MIPIM 2013: KPMG sees pooled funds coming back

After being maligned by investors following the start of the global financial crisis, a survey presented by the professional services firm at the MIPIM conference painted a more positive picture for commingled real estate funds.

Delegates at a presentation at the world’s largest property conference heard how investors once again are favoring pooled investment funds for real estate opportunities.

In a presentation on the opening day of the week-long event in Cannes, France, professional services firm KPMG presented the results of an investor survey that revealed how 33 percent of respondents felt the most attractive vehicles through which to acquire property currently are pooled funds. That represented the most popular investing method, on par with direct investing or via separate accounts.

The finding marks something of an indicative comeback for commingled investment funds, which were widely maligned following various poor performances immediately after the start of the global financial crisis. In their place, some investors have switched to direct methods of buying and that was reflected in KPMG’s survey, which found that 41 percent of respondents currently were invested in such ways.

However, the notion that investors are willing to once again embrace pooled funds to a more meaningful degree will be received as something of a boon for the sector, which typically enjoys more investing discretion when raising commingled capital.

Stefan Pfister, partner and head of real estate for Europe at KPMG, admitted the finding was surprising. “In comparison to last year’s survey, this would indicate a marked shift in preferences,” he said. “When looked at from a risk perspective, the attraction of pooled funds is the ability to acquire more properties than through direct investment and to achieve a more diversified portfolio of underlying assets – thereby sharing risk with other investors in the fund.”

Pooled funds have often suited opportunistic strategies where managers oftentimes must maneuver quickly, something typically harder to do when seeking permissions from investors as often it the case in vehicles like separate accounts or via joint venture partnerships. Accordingly, KPMG also found that 32 percent of investors preferred opportunistic investing options in addition to investing into core real estate.

Pfister said: “The survey results highlight the twin perspective of continuing to invest in core while also looking for value-added returns – so seeking to diversify the investment portfolio in terms of risk, volatility and returns.”

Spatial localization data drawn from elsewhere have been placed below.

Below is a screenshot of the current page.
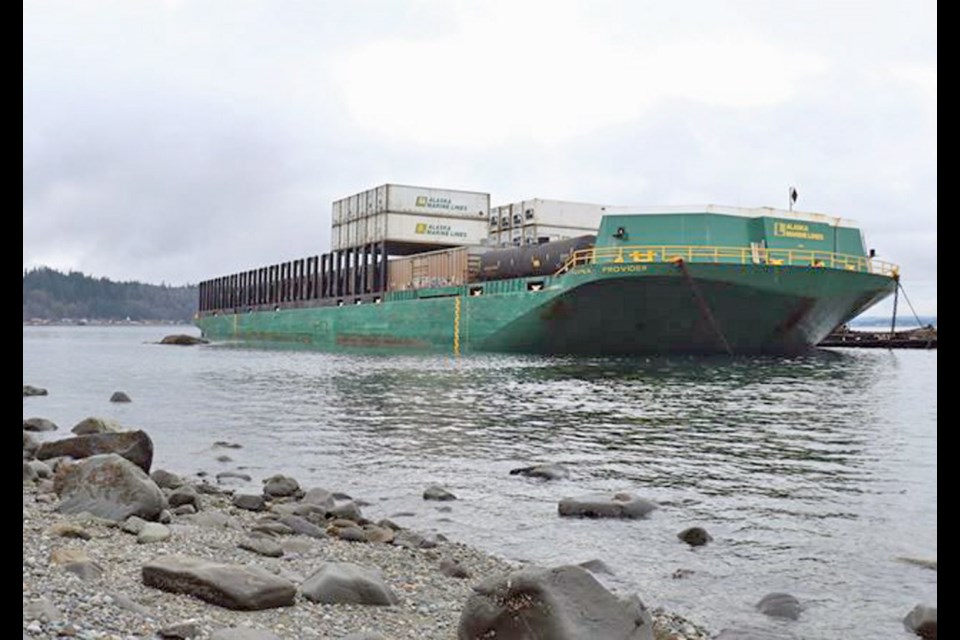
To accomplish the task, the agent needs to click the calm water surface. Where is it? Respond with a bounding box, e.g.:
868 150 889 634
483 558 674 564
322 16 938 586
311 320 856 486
22 326 937 639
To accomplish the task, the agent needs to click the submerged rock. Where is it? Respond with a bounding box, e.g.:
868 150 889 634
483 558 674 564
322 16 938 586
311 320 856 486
509 462 570 480
458 564 653 640
142 554 295 610
423 485 457 501
110 391 132 403
756 593 802 620
160 334 209 346
678 526 712 547
23 384 48 397
558 492 657 519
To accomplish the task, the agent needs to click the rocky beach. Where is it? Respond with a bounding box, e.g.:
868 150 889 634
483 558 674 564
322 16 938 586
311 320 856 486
23 394 712 640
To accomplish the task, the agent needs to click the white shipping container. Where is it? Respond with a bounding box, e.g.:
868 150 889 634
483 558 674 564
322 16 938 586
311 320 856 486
384 184 489 219
332 212 488 250
490 198 614 230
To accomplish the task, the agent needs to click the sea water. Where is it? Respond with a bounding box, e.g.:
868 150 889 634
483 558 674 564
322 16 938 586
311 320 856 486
22 325 937 639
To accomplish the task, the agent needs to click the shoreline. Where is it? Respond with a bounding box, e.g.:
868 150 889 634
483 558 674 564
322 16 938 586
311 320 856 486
23 431 710 640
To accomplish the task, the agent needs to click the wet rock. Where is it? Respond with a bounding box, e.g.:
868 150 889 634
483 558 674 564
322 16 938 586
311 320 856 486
23 417 58 432
27 460 53 479
458 564 653 640
262 474 300 498
151 469 185 490
903 604 937 639
168 485 201 510
183 511 234 528
210 629 281 640
558 492 657 519
196 481 229 495
217 471 253 484
216 455 233 463
173 504 197 516
142 554 296 610
71 416 123 435
160 334 209 346
54 454 165 521
23 431 40 459
110 391 132 403
393 530 439 550
302 487 335 509
239 536 284 558
278 515 327 539
300 562 399 606
439 558 470 579
672 569 695 579
756 593 802 620
333 526 367 543
509 462 570 480
363 525 395 544
158 621 201 639
578 559 614 575
423 485 457 501
39 429 154 473
898 557 938 571
122 515 148 534
233 493 267 511
23 460 38 483
678 526 712 547
252 521 294 537
329 501 363 521
23 384 48 397
138 522 172 543
214 441 243 449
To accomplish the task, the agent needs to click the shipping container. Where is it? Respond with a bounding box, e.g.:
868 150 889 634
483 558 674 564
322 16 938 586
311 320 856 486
333 184 489 223
387 246 485 291
331 212 488 252
490 198 621 231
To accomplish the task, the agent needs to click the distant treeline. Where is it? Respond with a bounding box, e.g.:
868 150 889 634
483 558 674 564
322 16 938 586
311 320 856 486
23 267 197 322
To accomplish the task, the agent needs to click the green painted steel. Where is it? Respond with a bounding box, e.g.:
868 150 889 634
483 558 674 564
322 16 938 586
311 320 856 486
197 262 895 355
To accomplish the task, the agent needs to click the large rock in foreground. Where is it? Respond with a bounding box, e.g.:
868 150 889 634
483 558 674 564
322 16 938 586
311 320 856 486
558 492 657 519
458 564 653 640
300 562 399 606
38 430 154 473
142 554 296 610
54 454 165 521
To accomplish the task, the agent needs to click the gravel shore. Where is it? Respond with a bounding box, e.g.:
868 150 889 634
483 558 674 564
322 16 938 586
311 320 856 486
23 457 710 640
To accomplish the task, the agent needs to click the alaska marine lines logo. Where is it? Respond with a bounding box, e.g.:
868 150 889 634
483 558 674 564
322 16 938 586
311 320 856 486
414 222 468 239
415 195 469 212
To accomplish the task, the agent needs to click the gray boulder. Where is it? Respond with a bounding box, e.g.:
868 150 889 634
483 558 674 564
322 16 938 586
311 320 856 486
262 474 300 498
233 494 267 512
578 559 614 575
142 554 296 610
239 536 284 558
509 462 570 480
168 485 201 510
138 522 172 544
23 417 58 432
23 431 40 458
28 460 53 479
151 469 185 490
23 460 38 483
38 429 154 473
300 562 399 606
278 515 327 539
110 391 132 403
160 334 209 346
329 501 363 521
903 604 937 639
458 564 653 640
23 384 48 396
558 492 657 519
302 487 335 509
54 454 165 521
72 417 123 435
423 485 457 501
756 593 802 620
678 527 712 547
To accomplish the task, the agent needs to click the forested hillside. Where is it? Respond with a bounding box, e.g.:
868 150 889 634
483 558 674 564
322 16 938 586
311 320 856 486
23 267 197 322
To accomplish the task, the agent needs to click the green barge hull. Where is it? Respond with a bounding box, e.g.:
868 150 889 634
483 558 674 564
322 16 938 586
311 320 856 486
197 261 895 355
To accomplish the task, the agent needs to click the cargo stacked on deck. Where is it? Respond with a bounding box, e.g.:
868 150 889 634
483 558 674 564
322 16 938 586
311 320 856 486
487 198 629 247
332 184 490 255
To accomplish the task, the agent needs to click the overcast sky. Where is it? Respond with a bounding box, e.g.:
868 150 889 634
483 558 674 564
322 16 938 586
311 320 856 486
23 1 936 315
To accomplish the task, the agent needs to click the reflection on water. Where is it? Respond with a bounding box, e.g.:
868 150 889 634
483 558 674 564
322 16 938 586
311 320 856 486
23 327 936 640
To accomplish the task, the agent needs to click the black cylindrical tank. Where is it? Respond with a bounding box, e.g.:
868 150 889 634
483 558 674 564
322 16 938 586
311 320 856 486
478 235 595 281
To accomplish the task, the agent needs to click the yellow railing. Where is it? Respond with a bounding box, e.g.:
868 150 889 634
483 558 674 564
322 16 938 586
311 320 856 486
556 245 899 277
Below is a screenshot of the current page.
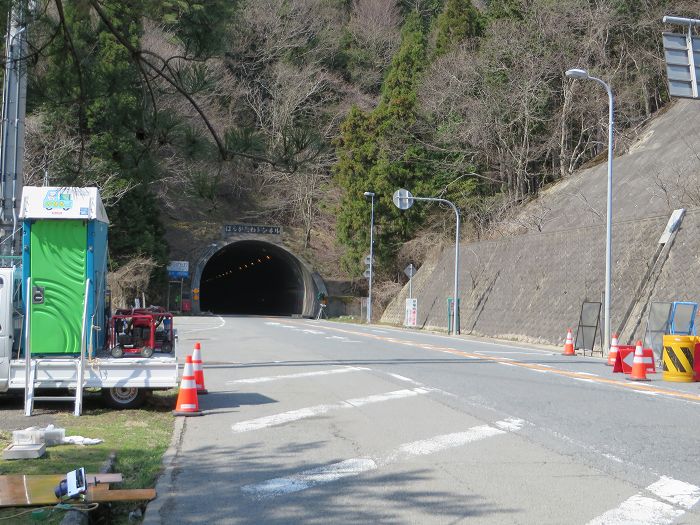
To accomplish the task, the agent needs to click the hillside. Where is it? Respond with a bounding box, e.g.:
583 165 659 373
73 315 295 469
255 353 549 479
381 98 700 347
7 0 697 308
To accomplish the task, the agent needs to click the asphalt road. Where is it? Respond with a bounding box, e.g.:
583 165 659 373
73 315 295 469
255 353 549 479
146 316 700 524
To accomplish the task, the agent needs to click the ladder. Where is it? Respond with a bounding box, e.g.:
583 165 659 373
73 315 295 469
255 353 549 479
23 278 90 417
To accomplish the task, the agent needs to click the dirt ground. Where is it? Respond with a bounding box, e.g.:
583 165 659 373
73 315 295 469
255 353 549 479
0 394 58 432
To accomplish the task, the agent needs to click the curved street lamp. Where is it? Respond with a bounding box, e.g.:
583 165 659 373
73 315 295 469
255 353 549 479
393 189 460 335
565 67 614 353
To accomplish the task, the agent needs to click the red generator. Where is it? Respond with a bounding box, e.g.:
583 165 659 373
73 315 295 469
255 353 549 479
109 307 175 358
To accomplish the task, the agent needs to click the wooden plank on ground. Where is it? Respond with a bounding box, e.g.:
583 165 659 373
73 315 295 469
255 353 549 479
85 488 156 502
0 473 124 507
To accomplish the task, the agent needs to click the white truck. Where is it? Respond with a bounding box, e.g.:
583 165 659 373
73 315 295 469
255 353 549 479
0 186 179 415
0 264 178 413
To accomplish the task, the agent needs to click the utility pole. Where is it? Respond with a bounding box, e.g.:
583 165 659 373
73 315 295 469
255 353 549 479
0 1 30 258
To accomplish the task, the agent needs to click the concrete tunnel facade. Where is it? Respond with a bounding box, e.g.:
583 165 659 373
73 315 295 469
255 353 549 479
192 240 324 317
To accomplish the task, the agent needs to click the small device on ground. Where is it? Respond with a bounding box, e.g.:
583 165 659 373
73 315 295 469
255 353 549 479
54 467 86 500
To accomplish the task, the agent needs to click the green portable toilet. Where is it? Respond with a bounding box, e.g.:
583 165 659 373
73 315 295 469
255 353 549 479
20 187 109 356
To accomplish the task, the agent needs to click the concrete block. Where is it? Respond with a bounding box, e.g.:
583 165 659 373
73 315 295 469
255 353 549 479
2 443 46 460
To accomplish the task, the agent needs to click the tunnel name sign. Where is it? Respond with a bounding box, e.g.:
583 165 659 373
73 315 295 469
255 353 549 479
224 224 282 235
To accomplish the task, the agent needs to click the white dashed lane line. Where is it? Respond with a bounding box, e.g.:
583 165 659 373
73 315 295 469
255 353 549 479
241 418 525 499
225 366 369 385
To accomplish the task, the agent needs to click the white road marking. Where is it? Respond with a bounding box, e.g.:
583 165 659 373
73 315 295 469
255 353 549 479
633 390 659 397
226 367 368 385
647 476 700 509
474 350 543 355
302 329 325 335
265 322 281 326
346 388 430 407
180 316 226 333
385 425 505 462
587 476 700 525
386 373 421 384
493 418 525 432
587 494 681 525
241 418 524 499
231 388 429 433
371 329 388 334
241 458 378 498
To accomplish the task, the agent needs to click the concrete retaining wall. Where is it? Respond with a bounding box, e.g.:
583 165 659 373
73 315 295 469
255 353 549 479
381 99 700 347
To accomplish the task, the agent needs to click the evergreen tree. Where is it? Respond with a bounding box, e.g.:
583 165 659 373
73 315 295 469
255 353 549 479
485 0 524 20
434 0 484 56
37 2 168 268
335 14 430 276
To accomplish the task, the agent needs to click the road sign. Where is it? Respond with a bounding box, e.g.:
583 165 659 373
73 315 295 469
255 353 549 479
404 264 416 278
364 255 373 264
662 19 700 99
393 188 414 210
167 260 189 279
663 32 699 98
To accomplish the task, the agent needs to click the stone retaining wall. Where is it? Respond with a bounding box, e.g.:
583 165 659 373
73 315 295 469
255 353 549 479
381 99 700 347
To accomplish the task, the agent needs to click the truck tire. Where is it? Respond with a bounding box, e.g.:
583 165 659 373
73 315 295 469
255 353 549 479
141 347 154 358
101 387 148 409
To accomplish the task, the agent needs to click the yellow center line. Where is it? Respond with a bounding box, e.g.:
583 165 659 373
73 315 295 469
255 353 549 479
279 319 700 404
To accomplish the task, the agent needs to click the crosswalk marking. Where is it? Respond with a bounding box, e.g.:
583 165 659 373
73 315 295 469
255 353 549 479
225 366 368 385
647 476 700 509
587 495 682 525
587 476 700 525
231 388 430 433
241 418 525 499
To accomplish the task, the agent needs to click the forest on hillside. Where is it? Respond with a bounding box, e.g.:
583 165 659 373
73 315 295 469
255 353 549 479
4 0 698 304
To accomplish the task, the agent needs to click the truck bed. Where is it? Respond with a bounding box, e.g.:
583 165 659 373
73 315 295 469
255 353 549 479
8 355 178 390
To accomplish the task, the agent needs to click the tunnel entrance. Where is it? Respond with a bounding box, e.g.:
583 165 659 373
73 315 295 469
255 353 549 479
199 241 305 315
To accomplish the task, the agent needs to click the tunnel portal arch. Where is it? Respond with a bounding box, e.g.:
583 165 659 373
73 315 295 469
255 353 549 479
193 240 322 317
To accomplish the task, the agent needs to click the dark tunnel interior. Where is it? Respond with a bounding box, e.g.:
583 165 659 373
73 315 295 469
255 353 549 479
199 241 305 315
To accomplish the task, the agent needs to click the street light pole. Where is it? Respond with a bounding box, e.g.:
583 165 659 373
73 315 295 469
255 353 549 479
364 191 375 324
566 68 614 352
393 190 460 335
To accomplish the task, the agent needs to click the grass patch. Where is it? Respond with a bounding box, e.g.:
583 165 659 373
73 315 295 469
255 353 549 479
0 389 177 524
328 315 362 324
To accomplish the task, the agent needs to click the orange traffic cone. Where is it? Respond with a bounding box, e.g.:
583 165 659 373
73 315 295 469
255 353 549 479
562 328 575 356
607 333 619 366
192 342 208 395
628 340 649 381
173 355 203 416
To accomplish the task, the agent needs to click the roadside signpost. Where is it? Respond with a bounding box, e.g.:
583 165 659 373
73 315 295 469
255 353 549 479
404 298 417 328
393 189 460 335
404 263 416 299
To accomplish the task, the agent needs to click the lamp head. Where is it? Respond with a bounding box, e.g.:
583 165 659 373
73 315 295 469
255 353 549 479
363 191 375 198
566 68 590 80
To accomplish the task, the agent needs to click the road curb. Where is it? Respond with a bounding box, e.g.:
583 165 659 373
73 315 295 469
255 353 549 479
142 416 185 525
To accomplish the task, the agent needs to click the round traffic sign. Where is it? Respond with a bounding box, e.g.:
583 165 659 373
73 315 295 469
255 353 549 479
393 189 414 210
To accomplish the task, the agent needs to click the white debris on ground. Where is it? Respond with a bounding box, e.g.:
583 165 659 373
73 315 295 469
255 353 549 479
12 424 103 446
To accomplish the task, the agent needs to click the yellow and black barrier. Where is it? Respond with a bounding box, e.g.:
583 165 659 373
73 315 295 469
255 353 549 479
662 335 698 382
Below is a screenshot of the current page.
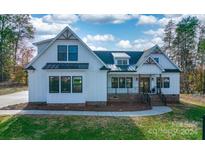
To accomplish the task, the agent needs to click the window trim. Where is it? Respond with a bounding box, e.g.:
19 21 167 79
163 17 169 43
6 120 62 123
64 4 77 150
57 45 68 61
156 77 170 88
68 45 78 61
111 77 119 88
72 76 83 93
60 76 71 93
49 76 60 93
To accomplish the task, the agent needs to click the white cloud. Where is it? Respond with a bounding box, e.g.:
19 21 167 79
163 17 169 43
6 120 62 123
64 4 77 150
31 16 79 42
83 34 115 43
144 28 164 37
80 14 138 24
42 14 79 24
137 15 157 25
117 40 132 49
89 45 107 50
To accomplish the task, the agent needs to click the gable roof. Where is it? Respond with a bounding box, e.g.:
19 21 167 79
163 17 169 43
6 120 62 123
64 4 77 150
26 26 106 68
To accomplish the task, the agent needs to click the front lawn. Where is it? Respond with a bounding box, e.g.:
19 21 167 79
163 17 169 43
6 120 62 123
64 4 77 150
0 96 204 139
0 86 27 95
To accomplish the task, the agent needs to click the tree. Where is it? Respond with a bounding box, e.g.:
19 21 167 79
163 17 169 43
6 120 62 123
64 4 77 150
0 15 15 81
173 16 199 93
197 24 205 94
11 15 34 73
163 19 175 61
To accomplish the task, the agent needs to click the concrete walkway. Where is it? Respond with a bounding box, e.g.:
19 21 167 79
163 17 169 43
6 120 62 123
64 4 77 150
0 106 172 117
0 91 28 108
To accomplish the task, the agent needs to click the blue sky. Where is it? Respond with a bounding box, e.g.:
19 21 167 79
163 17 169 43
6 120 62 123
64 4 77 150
30 14 205 51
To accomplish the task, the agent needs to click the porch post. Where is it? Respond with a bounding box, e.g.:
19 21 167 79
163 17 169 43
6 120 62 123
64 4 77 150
159 74 162 94
138 74 140 94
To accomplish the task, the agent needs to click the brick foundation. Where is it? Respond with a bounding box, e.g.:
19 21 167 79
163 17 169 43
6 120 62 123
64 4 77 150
164 94 180 104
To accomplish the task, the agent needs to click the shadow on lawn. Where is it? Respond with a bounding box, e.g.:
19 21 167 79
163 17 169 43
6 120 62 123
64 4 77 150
0 115 145 140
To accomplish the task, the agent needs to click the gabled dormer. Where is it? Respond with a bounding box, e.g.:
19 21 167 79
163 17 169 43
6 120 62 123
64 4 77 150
112 52 130 65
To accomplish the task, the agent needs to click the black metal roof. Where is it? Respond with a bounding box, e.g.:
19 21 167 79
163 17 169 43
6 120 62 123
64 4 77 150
42 63 89 69
164 69 180 72
26 66 35 70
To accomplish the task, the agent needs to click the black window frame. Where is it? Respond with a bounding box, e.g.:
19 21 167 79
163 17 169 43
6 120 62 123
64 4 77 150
68 45 78 61
163 77 170 88
57 45 67 61
111 77 118 88
119 77 126 88
72 76 82 93
61 76 71 93
126 77 133 88
156 77 170 88
49 76 59 93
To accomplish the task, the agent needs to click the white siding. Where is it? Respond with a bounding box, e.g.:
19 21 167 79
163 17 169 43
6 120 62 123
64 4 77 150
161 73 180 94
28 38 107 103
151 53 177 69
137 64 162 74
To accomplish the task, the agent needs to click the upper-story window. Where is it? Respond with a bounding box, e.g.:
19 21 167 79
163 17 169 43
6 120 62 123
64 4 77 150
68 45 78 61
117 59 128 65
154 57 159 63
57 45 67 61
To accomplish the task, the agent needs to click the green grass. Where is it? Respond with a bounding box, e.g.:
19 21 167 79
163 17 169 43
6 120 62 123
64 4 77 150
0 97 204 139
0 86 27 95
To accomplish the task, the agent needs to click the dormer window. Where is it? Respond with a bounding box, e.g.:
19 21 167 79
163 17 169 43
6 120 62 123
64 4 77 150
117 59 128 65
112 52 130 65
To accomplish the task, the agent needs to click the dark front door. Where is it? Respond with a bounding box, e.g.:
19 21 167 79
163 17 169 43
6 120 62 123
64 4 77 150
140 77 150 93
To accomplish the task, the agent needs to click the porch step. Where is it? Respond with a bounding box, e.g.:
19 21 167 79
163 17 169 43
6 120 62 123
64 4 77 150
149 94 164 106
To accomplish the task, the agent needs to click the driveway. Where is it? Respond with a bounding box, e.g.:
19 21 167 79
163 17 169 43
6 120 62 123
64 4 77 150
0 91 28 108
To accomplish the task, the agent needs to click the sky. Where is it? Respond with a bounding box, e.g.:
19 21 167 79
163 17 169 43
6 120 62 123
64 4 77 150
31 14 205 51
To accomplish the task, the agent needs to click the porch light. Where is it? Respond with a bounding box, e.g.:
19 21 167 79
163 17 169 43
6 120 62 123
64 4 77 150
152 77 154 81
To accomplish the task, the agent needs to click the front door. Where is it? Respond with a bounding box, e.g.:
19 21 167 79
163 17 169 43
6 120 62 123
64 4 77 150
139 77 150 93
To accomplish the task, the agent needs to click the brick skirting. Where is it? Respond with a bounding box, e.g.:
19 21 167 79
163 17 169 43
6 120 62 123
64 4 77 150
164 94 180 104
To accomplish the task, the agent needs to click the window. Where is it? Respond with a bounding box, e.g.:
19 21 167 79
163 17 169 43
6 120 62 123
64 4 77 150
117 59 128 65
61 76 71 93
58 45 67 61
49 76 59 93
72 76 82 93
126 77 133 88
111 77 118 88
68 45 78 61
119 77 126 88
154 57 159 63
156 77 170 88
163 77 170 88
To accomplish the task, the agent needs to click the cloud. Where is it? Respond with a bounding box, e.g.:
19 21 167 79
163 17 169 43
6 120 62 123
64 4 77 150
31 16 78 42
83 34 115 44
89 45 107 50
42 14 79 24
137 15 157 25
79 14 138 24
144 28 164 37
117 40 132 49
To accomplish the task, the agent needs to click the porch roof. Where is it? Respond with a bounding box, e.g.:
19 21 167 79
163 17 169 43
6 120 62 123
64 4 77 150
42 63 89 69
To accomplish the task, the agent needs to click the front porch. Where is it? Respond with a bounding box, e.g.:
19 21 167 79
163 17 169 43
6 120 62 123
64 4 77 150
107 73 166 106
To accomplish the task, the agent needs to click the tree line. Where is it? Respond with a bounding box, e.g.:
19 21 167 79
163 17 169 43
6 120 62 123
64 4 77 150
0 14 205 94
163 16 205 94
0 15 34 84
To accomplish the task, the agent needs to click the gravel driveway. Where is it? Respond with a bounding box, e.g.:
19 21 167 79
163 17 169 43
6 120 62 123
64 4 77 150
0 91 28 108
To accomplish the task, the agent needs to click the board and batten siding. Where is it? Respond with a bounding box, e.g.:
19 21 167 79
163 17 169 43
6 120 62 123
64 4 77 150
28 39 107 103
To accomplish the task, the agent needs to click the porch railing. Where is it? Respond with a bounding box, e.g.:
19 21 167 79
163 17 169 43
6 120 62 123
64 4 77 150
142 93 151 107
107 87 138 94
158 92 167 106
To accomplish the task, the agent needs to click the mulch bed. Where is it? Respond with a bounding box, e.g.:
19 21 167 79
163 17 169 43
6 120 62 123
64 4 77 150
0 102 151 112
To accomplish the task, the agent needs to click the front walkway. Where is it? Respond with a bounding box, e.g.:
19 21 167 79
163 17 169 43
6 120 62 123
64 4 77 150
0 106 172 117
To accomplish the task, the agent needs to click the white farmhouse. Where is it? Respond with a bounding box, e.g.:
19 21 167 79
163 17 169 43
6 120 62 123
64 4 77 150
26 26 180 106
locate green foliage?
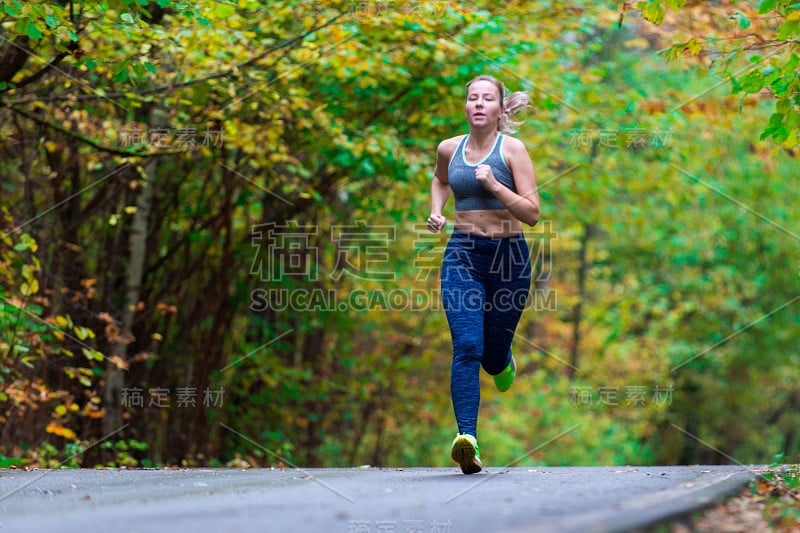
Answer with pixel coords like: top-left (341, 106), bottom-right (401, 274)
top-left (1, 0), bottom-right (798, 470)
top-left (35, 441), bottom-right (83, 469)
top-left (636, 0), bottom-right (800, 147)
top-left (0, 455), bottom-right (26, 468)
top-left (100, 439), bottom-right (150, 468)
top-left (750, 458), bottom-right (800, 527)
top-left (1, 217), bottom-right (107, 465)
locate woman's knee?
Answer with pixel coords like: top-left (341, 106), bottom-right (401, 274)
top-left (452, 336), bottom-right (483, 363)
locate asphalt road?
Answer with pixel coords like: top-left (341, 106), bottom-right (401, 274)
top-left (0, 465), bottom-right (760, 533)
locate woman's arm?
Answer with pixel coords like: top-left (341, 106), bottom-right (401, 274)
top-left (475, 137), bottom-right (540, 226)
top-left (427, 139), bottom-right (456, 233)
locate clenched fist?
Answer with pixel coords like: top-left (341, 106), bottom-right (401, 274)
top-left (475, 164), bottom-right (499, 193)
top-left (427, 213), bottom-right (446, 233)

According to PERE’s Capital Watch, capital raising for commingled value-added and opportunistic private real estate funds increased to $50.7 billion last year, up by 100 percent on the $25.3 billion raised just two years earlier. While much of Blackstone’s record $13.3 billion capital raising for its seventh global fund accounted for almost one-fifth of all the capital raised last year, the total still underlines a returning confidence in such vehicles.